PINC Research is bullish on Persistent Systems and has recommended buy rating on the stock with a target of Rs 384 in its October 18, 2011 research report.
“Persistent’s Q2 revenue of USD51.5mn (3.1%QoQ growth) was below expectation (PINCe USD53.5mn). EBITDA margin expanded 112bpsQoQ to 19% due to rupee depreciation & higher non-linear revenues. PAT increased 17.6%QoQ due to lower effective tax rate. EPS was Rs8.1.”
“Revenue grew 3.1%QoQ to Rs2,382mn below our expectation (PINCe Rs2,450mn). There was decline in linear pricing but rupee depreciation and higher non-linear revenues boosted the EBITDA margins to 19% (+112bps QoQ). Lower effective tax rate (28.2%) compared to 31.1% in Q1 caused PAT to increase by 17.6%QoQ to Rs324mn. For consecutive quarter North America (82% contribution) had a muted growth (2.1%QoQ). Europe and India & APAC grew 8.6%QoQ and 7.3%QoQ, respectively, on a small base. Growth was led by top client (9.2%QoQ). Top 10 clients grew 5.6%QoQ against 0.7% QoQ growth for non-top 10 clients. Life Sciences & Healthcare (10.6% contribution) grew 10.3%QoQ. Telecom & Wireless and Infrastructure & Systems had slower growth rate at 2.1%QoQ and 2.3%QoQ respectively.”

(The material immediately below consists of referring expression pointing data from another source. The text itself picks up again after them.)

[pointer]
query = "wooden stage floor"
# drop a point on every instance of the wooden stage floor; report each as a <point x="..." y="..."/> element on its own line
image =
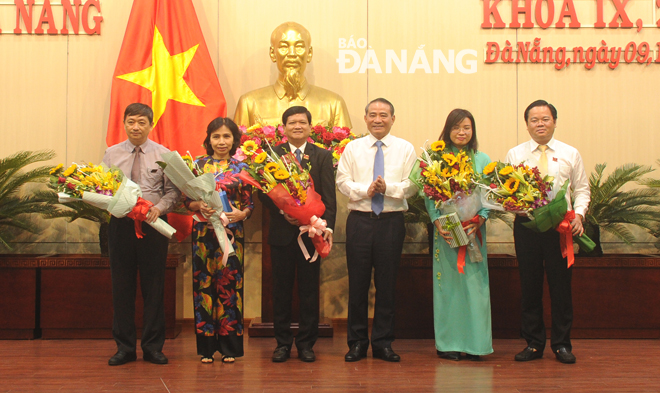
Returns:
<point x="81" y="366"/>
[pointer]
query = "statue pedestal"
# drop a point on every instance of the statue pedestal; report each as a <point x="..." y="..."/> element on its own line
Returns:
<point x="263" y="327"/>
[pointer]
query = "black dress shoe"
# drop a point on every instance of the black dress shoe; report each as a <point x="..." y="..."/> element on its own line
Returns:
<point x="357" y="352"/>
<point x="528" y="354"/>
<point x="281" y="354"/>
<point x="386" y="354"/>
<point x="155" y="357"/>
<point x="306" y="355"/>
<point x="122" y="357"/>
<point x="449" y="355"/>
<point x="565" y="356"/>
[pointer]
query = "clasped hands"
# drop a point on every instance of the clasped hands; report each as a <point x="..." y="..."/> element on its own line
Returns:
<point x="234" y="215"/>
<point x="327" y="235"/>
<point x="469" y="229"/>
<point x="378" y="186"/>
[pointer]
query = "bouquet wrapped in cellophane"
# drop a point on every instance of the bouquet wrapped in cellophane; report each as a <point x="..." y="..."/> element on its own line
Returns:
<point x="291" y="189"/>
<point x="108" y="189"/>
<point x="514" y="188"/>
<point x="520" y="189"/>
<point x="199" y="186"/>
<point x="447" y="178"/>
<point x="333" y="139"/>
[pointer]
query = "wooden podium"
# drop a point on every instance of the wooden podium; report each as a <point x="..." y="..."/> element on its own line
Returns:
<point x="263" y="327"/>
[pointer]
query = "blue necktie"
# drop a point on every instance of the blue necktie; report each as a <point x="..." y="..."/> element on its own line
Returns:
<point x="377" y="201"/>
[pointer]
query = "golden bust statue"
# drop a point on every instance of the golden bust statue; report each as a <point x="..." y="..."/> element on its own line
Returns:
<point x="290" y="48"/>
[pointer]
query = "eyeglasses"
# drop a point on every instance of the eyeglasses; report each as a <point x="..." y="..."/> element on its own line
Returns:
<point x="545" y="120"/>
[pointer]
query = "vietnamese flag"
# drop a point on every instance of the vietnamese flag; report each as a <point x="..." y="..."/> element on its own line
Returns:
<point x="164" y="62"/>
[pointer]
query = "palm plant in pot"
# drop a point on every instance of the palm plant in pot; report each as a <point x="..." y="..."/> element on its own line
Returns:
<point x="75" y="210"/>
<point x="17" y="205"/>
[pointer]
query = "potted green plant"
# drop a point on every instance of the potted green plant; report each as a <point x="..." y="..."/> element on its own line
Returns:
<point x="613" y="210"/>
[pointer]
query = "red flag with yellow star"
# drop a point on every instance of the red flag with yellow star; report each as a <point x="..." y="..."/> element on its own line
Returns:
<point x="164" y="63"/>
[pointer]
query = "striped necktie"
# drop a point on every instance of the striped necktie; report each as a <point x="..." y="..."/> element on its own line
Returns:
<point x="378" y="200"/>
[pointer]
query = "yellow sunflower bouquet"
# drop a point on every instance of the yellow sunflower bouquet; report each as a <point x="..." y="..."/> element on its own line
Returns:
<point x="107" y="189"/>
<point x="514" y="188"/>
<point x="291" y="189"/>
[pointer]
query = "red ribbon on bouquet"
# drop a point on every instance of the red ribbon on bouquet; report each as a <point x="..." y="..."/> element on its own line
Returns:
<point x="462" y="250"/>
<point x="225" y="221"/>
<point x="566" y="237"/>
<point x="139" y="214"/>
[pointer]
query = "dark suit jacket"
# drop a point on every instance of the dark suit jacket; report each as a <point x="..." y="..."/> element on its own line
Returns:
<point x="281" y="232"/>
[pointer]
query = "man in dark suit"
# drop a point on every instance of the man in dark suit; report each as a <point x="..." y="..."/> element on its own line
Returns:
<point x="285" y="252"/>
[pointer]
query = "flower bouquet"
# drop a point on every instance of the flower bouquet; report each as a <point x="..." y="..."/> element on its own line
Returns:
<point x="108" y="189"/>
<point x="199" y="186"/>
<point x="515" y="188"/>
<point x="259" y="137"/>
<point x="333" y="139"/>
<point x="447" y="178"/>
<point x="520" y="189"/>
<point x="291" y="189"/>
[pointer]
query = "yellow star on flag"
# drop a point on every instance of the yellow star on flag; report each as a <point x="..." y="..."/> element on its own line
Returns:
<point x="165" y="77"/>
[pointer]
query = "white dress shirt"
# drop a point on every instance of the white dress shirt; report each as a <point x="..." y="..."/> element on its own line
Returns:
<point x="564" y="163"/>
<point x="355" y="172"/>
<point x="302" y="148"/>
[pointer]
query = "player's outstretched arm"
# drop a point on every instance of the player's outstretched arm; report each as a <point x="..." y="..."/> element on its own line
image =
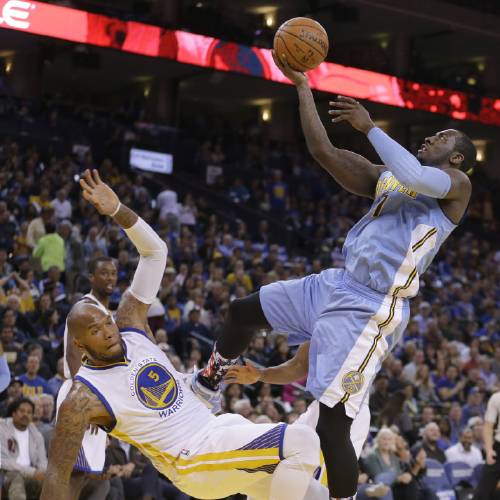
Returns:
<point x="133" y="308"/>
<point x="286" y="373"/>
<point x="353" y="172"/>
<point x="447" y="184"/>
<point x="80" y="408"/>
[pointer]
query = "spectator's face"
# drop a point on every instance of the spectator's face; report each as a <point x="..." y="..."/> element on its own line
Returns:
<point x="32" y="365"/>
<point x="427" y="415"/>
<point x="466" y="439"/>
<point x="47" y="408"/>
<point x="23" y="416"/>
<point x="104" y="278"/>
<point x="477" y="432"/>
<point x="385" y="442"/>
<point x="7" y="334"/>
<point x="432" y="433"/>
<point x="9" y="318"/>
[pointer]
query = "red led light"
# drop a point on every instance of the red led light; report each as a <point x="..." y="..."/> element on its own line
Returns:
<point x="138" y="38"/>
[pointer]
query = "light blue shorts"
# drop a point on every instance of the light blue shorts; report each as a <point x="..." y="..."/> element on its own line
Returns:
<point x="351" y="328"/>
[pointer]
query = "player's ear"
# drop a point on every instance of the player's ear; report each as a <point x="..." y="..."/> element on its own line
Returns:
<point x="456" y="159"/>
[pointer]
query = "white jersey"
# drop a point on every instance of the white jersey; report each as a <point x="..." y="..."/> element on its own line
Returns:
<point x="152" y="407"/>
<point x="89" y="296"/>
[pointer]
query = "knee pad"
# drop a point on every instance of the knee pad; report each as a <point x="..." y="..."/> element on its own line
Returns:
<point x="301" y="444"/>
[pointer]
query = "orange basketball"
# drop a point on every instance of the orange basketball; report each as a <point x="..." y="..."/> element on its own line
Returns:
<point x="303" y="41"/>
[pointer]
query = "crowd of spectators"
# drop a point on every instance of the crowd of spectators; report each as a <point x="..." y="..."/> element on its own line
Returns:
<point x="427" y="401"/>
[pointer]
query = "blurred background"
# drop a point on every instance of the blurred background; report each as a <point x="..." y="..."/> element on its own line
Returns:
<point x="197" y="134"/>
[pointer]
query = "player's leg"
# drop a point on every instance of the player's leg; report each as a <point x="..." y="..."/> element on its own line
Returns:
<point x="301" y="458"/>
<point x="289" y="307"/>
<point x="245" y="317"/>
<point x="350" y="339"/>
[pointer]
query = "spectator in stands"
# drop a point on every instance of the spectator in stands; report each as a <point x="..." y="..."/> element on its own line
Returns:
<point x="476" y="424"/>
<point x="380" y="393"/>
<point x="33" y="384"/>
<point x="62" y="206"/>
<point x="37" y="227"/>
<point x="464" y="451"/>
<point x="50" y="249"/>
<point x="450" y="387"/>
<point x="24" y="458"/>
<point x="384" y="459"/>
<point x="430" y="438"/>
<point x="57" y="380"/>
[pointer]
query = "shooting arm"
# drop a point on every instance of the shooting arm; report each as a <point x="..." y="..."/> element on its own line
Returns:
<point x="80" y="408"/>
<point x="443" y="184"/>
<point x="353" y="172"/>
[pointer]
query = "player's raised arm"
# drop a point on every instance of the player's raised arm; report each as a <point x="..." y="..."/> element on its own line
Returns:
<point x="292" y="370"/>
<point x="353" y="172"/>
<point x="80" y="408"/>
<point x="133" y="308"/>
<point x="443" y="183"/>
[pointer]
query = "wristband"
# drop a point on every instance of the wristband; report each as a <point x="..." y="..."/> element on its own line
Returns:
<point x="117" y="210"/>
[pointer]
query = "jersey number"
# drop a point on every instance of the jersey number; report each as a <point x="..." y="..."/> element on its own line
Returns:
<point x="380" y="205"/>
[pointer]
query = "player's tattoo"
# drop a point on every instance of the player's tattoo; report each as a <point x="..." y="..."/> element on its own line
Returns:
<point x="125" y="217"/>
<point x="76" y="412"/>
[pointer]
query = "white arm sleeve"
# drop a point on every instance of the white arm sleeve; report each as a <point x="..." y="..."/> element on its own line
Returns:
<point x="149" y="272"/>
<point x="430" y="181"/>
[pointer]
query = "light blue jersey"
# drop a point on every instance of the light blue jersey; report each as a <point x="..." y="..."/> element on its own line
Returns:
<point x="354" y="317"/>
<point x="399" y="236"/>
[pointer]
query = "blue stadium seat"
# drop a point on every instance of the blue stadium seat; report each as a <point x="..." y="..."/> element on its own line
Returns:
<point x="457" y="472"/>
<point x="476" y="474"/>
<point x="437" y="480"/>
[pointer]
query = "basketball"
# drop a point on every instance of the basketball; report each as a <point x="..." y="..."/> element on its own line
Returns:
<point x="303" y="41"/>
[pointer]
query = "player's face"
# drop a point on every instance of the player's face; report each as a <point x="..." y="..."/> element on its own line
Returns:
<point x="102" y="341"/>
<point x="104" y="278"/>
<point x="437" y="149"/>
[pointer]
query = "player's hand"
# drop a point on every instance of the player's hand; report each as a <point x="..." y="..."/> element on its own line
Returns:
<point x="238" y="374"/>
<point x="296" y="77"/>
<point x="98" y="193"/>
<point x="350" y="110"/>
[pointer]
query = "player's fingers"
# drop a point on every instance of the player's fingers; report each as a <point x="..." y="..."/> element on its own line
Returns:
<point x="342" y="105"/>
<point x="85" y="185"/>
<point x="87" y="175"/>
<point x="347" y="99"/>
<point x="96" y="176"/>
<point x="336" y="112"/>
<point x="339" y="119"/>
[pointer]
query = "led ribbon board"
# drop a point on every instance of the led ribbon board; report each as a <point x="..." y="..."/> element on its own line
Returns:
<point x="138" y="38"/>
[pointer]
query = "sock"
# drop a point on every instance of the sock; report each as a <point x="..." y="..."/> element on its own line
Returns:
<point x="212" y="375"/>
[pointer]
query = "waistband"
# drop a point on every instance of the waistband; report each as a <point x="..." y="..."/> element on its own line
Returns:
<point x="387" y="299"/>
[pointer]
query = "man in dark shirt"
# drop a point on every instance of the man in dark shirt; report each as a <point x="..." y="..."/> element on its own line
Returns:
<point x="429" y="442"/>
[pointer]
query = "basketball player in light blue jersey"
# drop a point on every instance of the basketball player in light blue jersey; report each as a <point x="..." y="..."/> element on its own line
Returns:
<point x="353" y="317"/>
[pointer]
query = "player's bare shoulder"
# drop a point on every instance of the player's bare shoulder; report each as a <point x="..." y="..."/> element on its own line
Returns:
<point x="82" y="404"/>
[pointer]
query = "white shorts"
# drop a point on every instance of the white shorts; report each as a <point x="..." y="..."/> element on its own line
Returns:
<point x="236" y="456"/>
<point x="93" y="450"/>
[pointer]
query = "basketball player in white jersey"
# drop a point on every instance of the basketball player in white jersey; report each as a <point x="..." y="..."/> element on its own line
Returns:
<point x="90" y="460"/>
<point x="127" y="386"/>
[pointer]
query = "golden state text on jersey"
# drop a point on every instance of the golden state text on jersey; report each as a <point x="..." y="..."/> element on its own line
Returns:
<point x="155" y="387"/>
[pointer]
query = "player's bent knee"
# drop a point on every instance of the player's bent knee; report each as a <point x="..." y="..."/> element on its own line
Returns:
<point x="302" y="443"/>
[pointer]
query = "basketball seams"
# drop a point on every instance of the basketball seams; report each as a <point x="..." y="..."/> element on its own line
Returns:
<point x="291" y="54"/>
<point x="306" y="43"/>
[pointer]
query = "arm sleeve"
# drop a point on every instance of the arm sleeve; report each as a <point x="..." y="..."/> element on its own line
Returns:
<point x="4" y="374"/>
<point x="429" y="181"/>
<point x="153" y="252"/>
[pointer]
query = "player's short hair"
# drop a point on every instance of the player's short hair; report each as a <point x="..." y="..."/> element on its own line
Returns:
<point x="95" y="262"/>
<point x="466" y="147"/>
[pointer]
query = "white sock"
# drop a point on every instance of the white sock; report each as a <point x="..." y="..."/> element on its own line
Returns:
<point x="292" y="477"/>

“The management has not revised its guidance but it is unlikely to achieve revenue of USD220mn in FY12 as it requires 10%QoQ CQGR in Q3-Q4. We have revised the volume estimates downwards but changed our currency estimates to 47 for FY12 and 46.5 for FY13 along with expectation of higher non-linear revenues which will result in better profitability. The stock currently trades at PER multiple of 9.6x and 9.1x FY12E and FY13E EPS. Maintain ‘BUY’ recommendation on the stock with a target price of Rs384 based on 11x FY13E earnings,” says PINC Research report.